Daire, yazımıza konu 2019/7089 E , 2021/141 Karar sayılı ve 26.01.2021 tarihli kararında, “ByLock’u Play Store üzerinden indirdiğini ancak kullanmadığını” beyan eden sanık hakkında verilen mahkumiyet hükmünün temyiz incelemesinde sanık lehine bozmaya hükmetti.
Kararın konuya ilişkin bölümünde, "ByLock iletişim sisteminin FETÖ/PDY silahlı terör örgütü mensuplarının kullanmaları amacıyla oluşturulan ve münhasıran bir suç örgütünün bir kısım mensupları tarafından kullanılan bir ağ olması nedeniyle örgüt talimatı ile bu ağa dahil olunduğunun ve gizliliği sağlamak için haberleşme amacıyla kullanıldığının her türlü şüpheden uzak kesin kanaate ulaştıracak teknik verilerle tespiti halinde kişinin örgütle bağlantısını gösteren delil olacağı"nın kabul edildiği gözetilmekle, ByLock programını Play Store'dan indirdiğini ancak hiç kullanmadığını beyan eden sanığın ilgili birimlerden ayrıntılı ByLock tespit ve değerlendirme raporunun bulunup bulunmadığı araştırılarak getirtilmesi,
…..gerekirken eksik inceleme ile karar verilmesi” nedeniyle bozmaya hükmedilmiştir.
Bozma gerekçesinde sanığın ByLock kullanıcı adı, kimlik numarası(User ID), şifresi, ekleyen-eklenen kullanıcılar, kullanım istatistikleri ve çözülmüş ise mesaj içeriklerini raporlayan ByLock tespit ve değerlendirme tutanağının getirtilmesi, sanığın savunmasının denetlenmesi gerekliliği vurgulanmıştır.

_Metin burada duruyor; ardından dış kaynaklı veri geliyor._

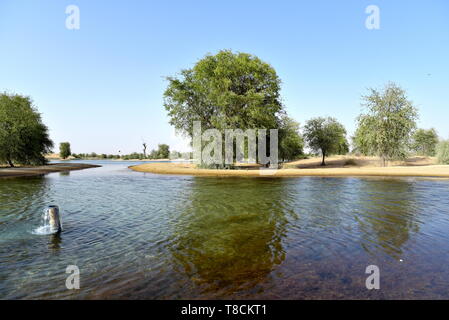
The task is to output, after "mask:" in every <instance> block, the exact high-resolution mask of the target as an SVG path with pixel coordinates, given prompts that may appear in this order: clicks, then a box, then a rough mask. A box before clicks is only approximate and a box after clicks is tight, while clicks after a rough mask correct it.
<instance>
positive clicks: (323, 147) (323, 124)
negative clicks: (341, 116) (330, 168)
mask: <svg viewBox="0 0 449 320" xmlns="http://www.w3.org/2000/svg"><path fill="white" fill-rule="evenodd" d="M304 137H305V139H306V141H307V144H308V146H309V147H310V148H311V149H312V150H313V151H314V152H317V153H318V152H321V155H322V157H323V159H322V162H321V165H322V166H324V165H326V163H325V158H326V157H327V156H329V155H331V154H335V153H339V152H340V151H341V150H342V148H344V147H343V146H344V145H347V144H348V142H347V140H346V129H345V128H344V127H343V125H342V124H340V123H339V122H338V121H337V120H336V119H334V118H331V117H328V118H321V117H319V118H314V119H311V120H309V121H307V123H306V125H305V126H304Z"/></svg>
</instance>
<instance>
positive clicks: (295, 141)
mask: <svg viewBox="0 0 449 320" xmlns="http://www.w3.org/2000/svg"><path fill="white" fill-rule="evenodd" d="M278 147H279V157H280V158H281V159H282V160H283V161H285V160H295V159H296V158H298V157H299V156H301V155H302V154H303V148H304V141H303V139H302V137H301V135H300V134H299V123H297V122H296V121H294V120H293V119H291V118H289V117H288V116H286V115H283V116H282V117H281V126H280V128H279V146H278Z"/></svg>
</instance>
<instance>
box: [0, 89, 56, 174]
mask: <svg viewBox="0 0 449 320" xmlns="http://www.w3.org/2000/svg"><path fill="white" fill-rule="evenodd" d="M52 147H53V142H52V141H51V140H50V138H49V135H48V129H47V127H46V126H45V125H44V124H43V123H42V119H41V115H40V114H39V113H38V112H37V110H36V109H35V107H34V106H33V103H32V101H31V98H29V97H25V96H21V95H17V94H6V93H3V94H0V162H5V163H8V164H9V165H10V166H11V167H14V163H19V164H32V165H35V164H45V163H46V162H47V161H46V159H45V157H44V155H45V154H46V153H49V152H50V151H51V148H52Z"/></svg>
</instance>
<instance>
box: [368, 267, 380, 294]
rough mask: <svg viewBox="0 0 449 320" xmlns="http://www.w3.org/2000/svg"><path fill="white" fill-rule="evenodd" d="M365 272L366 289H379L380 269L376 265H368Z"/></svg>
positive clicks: (378, 289) (379, 288)
mask: <svg viewBox="0 0 449 320" xmlns="http://www.w3.org/2000/svg"><path fill="white" fill-rule="evenodd" d="M365 273H366V274H369V276H368V278H366V281H365V286H366V288H367V289H368V290H372V289H376V290H379V289H380V270H379V267H378V266H376V265H370V266H368V267H366V269H365Z"/></svg>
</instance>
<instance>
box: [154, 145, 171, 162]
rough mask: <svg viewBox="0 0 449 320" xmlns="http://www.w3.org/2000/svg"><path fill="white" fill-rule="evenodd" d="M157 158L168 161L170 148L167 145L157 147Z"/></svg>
mask: <svg viewBox="0 0 449 320" xmlns="http://www.w3.org/2000/svg"><path fill="white" fill-rule="evenodd" d="M157 153H158V158H159V159H168V158H169V156H170V147H169V146H168V145H167V144H160V145H158V151H157Z"/></svg>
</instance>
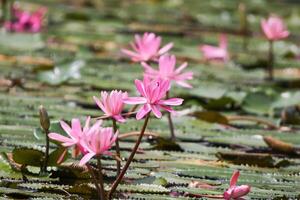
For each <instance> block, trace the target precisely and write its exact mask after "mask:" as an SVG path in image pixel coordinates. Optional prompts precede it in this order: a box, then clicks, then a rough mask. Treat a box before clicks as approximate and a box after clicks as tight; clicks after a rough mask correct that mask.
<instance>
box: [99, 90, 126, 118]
mask: <svg viewBox="0 0 300 200" xmlns="http://www.w3.org/2000/svg"><path fill="white" fill-rule="evenodd" d="M125 98H127V92H122V91H117V90H113V91H111V92H110V93H107V92H105V91H102V92H101V98H100V99H98V98H97V97H95V96H94V100H95V102H96V103H97V105H98V106H99V108H100V109H101V110H102V111H103V112H104V113H105V116H107V117H111V118H114V119H115V120H116V121H118V122H121V123H122V122H125V119H124V118H123V117H122V115H121V113H122V110H123V108H124V103H123V99H125Z"/></svg>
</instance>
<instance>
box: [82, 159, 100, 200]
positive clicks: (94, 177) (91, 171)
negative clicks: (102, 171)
mask: <svg viewBox="0 0 300 200" xmlns="http://www.w3.org/2000/svg"><path fill="white" fill-rule="evenodd" d="M86 167H87V168H88V170H89V172H90V174H91V175H92V178H93V180H94V184H95V186H96V188H97V192H98V197H99V199H100V200H104V199H102V192H101V189H100V187H99V185H98V181H97V177H96V175H95V174H94V171H93V169H92V167H91V166H90V165H89V164H86Z"/></svg>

Sanığın ByLock tespit ve değerlendirme tutanağının bulunmaması halinde, beraatine hükmedilmesi gerektiği açıktır. Bulunması halinde ise, sanığın sadece kullanıcı adı ve şifre oluşturmuş olduğu, başka kullanıcılar ile iletişime geçmediği tespit edilirse, sanığın savunması doğrulanmış olacak ve bu halde de beraatine hükmedilecektir. Nihayet, Daire’nin ByLock morbeyin içtihatında belirtildiği üzere, “…mesajlaşma için ise kayıt olan kullanıcılara sistem tarafından otomatik olarak atanan ve kullanıcıya özel olan ID (kimlik) numarasının bilinmesi ve karşı tarafça onaylanması gerekmektedir. Karşılıklı ekleme olmaksızın iletişime geçme imkanı” bulunmamaktadır.
Sonuç olarak, Yargıtay’n güncel kararları ile birlikte ByLock kullandığı iddia edilen sanığın savunmasının teknik verilerle denetlenmesi ön koşul haline gelmiş olup, örgüt talimatı ile bu ağa dahil olunduğunun ve gizliliği sağlamak için haberleşme amacıyla kullanıldığının her türlü şüpheden uzak kesin kanaate ulaştıracak teknik verilerle tespiti zorunludur.